Soweit die Kläger in ihrer Zulassungsbegründung nunmehr rügen, der Bescheid sei zu Unrecht an ihre Privatadresse anstatt an die Kanzleianschrift der Klägerin zu 2 gerichtet worden, führt dies zu keiner anderen Beurteilung. Wie die Beklagte unter Hinweis auf die Behördenakten unwidersprochen ausgeführt hat, wurde die auf den 19. September 2014 datierte Vollmacht, die der Kläger zu 1 an die Klägerin zu 2 erteilt hat, erst mit Schreiben vom 27. April 2015 bei der Beklagten vorgelegt. Die Beklagte hat daher den Bescheid vom 16. Januar 2015 zu Recht an die Privatadresse der Kläger übermittelt. Unzutreffend ist schließlich auch die Rechtsauffassung der Kläger, wegen der inhaltlichen Rechtswidrigkeit des Bescheids bestehe unabhängig von der Wiedereinsetzungsfrage „kein materiell-rechtliches Bestandsinteresse der Beklagten an der Aufrechterhaltung des formell rechtskräftigen Bescheids“. Ein Abgabenbescheid, dem es wegen der Verfassungswidrigkeit der zugrundeliegenden Satzung an einer wirksamen Rechtsgrundlage fehlt, ist nicht nichtig, sondern lediglich rechtswidrig (vgl. nur NdsOVG, B.v. 18.6.2008 – 9 LA 51/07 – juris Rn. 6 m.w.N.). Er erwächst daher nach allgemeinen Grundsätzen in Bestandskraft.

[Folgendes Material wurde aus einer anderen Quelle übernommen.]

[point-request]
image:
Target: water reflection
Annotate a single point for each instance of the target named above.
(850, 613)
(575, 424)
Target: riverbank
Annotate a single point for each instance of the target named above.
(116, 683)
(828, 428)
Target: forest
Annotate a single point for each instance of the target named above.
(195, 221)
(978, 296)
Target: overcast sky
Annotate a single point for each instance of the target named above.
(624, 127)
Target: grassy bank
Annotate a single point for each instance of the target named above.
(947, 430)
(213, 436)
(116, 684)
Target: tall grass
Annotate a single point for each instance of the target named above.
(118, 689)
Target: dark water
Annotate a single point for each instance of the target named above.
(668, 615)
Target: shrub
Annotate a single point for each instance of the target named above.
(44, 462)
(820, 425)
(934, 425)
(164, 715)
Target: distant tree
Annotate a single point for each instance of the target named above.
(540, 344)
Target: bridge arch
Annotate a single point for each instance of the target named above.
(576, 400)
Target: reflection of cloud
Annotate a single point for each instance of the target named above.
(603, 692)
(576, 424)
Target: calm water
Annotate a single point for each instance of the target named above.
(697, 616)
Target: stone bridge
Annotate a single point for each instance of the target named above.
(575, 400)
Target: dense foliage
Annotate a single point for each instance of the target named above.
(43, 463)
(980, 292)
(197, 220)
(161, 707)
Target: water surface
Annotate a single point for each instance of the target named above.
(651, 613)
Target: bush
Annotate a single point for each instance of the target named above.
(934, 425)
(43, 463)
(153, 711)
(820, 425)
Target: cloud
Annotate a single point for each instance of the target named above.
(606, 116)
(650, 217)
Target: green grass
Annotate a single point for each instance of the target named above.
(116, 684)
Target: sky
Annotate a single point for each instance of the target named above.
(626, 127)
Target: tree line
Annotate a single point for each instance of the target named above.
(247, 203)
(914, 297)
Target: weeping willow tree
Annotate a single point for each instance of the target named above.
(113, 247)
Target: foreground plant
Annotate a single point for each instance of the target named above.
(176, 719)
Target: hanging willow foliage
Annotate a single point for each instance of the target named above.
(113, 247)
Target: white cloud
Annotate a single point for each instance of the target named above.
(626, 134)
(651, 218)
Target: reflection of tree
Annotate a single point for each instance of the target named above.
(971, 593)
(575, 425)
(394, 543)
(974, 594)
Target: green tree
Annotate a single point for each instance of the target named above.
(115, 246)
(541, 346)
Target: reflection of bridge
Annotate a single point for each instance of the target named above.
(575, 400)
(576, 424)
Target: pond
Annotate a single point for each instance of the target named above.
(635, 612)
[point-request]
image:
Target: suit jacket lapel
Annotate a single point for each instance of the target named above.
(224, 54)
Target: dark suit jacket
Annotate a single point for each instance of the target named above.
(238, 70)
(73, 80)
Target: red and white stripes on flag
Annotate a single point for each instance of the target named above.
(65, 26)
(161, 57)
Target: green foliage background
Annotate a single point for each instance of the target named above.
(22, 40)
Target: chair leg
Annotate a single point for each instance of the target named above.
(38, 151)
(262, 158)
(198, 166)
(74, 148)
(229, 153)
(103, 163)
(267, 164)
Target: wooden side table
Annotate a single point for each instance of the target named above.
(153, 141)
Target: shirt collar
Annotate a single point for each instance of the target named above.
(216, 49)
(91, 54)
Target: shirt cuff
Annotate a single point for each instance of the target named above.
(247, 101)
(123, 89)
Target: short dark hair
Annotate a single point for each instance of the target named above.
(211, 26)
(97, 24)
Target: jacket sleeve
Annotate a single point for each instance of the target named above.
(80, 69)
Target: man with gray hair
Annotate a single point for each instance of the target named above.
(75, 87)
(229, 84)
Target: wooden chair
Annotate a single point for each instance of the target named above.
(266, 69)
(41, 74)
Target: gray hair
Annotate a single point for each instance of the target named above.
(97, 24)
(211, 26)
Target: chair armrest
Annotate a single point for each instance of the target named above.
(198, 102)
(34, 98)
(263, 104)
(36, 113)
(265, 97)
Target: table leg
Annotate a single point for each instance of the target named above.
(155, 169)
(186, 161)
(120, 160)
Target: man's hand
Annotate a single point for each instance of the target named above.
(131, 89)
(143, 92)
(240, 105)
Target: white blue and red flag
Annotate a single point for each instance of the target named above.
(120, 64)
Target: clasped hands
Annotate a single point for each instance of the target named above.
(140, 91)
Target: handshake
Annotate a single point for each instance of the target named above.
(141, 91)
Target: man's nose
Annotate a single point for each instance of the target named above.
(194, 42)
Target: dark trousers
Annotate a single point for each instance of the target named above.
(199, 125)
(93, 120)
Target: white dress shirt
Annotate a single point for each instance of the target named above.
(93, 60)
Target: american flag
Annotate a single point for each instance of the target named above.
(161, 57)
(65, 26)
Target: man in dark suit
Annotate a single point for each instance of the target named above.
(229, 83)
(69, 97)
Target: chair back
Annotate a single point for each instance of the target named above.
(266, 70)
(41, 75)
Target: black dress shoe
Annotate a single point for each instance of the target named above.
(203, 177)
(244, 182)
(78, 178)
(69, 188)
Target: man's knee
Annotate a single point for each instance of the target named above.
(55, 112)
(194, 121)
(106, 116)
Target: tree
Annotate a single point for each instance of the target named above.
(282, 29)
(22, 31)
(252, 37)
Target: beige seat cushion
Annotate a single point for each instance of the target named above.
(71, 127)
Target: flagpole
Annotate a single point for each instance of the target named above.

2. Die Entscheidung über die Kosten des erfolglosen Teils des Zulassungsverfahrens folgt aus § 154 Abs. 2, § 159 Satz 2 VwGO. Soweit die Berufung zugelassen wurde, bleibt die Kostenentscheidung der Endentscheidung vorbehalten, weil das Zulassungsverfahren insoweit als Berufungsverfahren fortgesetzt wird (§ 124a Abs. 5 Satz 5 VwGO). Die Streitwertfestsetzung für den erfolglosen Teil des Zulassungsverfahrens beruht auf § 47 Abs. 3, § 52 Abs. 3 GKG i.V.m. Nr. 1.6, Nr. 3.1 des Streitwertkatalogs für die Verwaltungsgerichtsbarkeit; die vorläufige Streitwertfestsetzung für das Berufungsverfahren beruht auf § 63 Abs. 1 Satz 1 GKG.
3. Soweit der Antrag auf Zulassung der Berufung abgelehnt wurde, ist dieser Beschluss unanfechtbar (§ 152 Abs. 1 VwGO). Mit der Ablehnung wird das Urteil des Verwaltungsgerichts in diesem Umfang rechtskräftig (§ 124a Abs. 5 Satz 4 VwGO).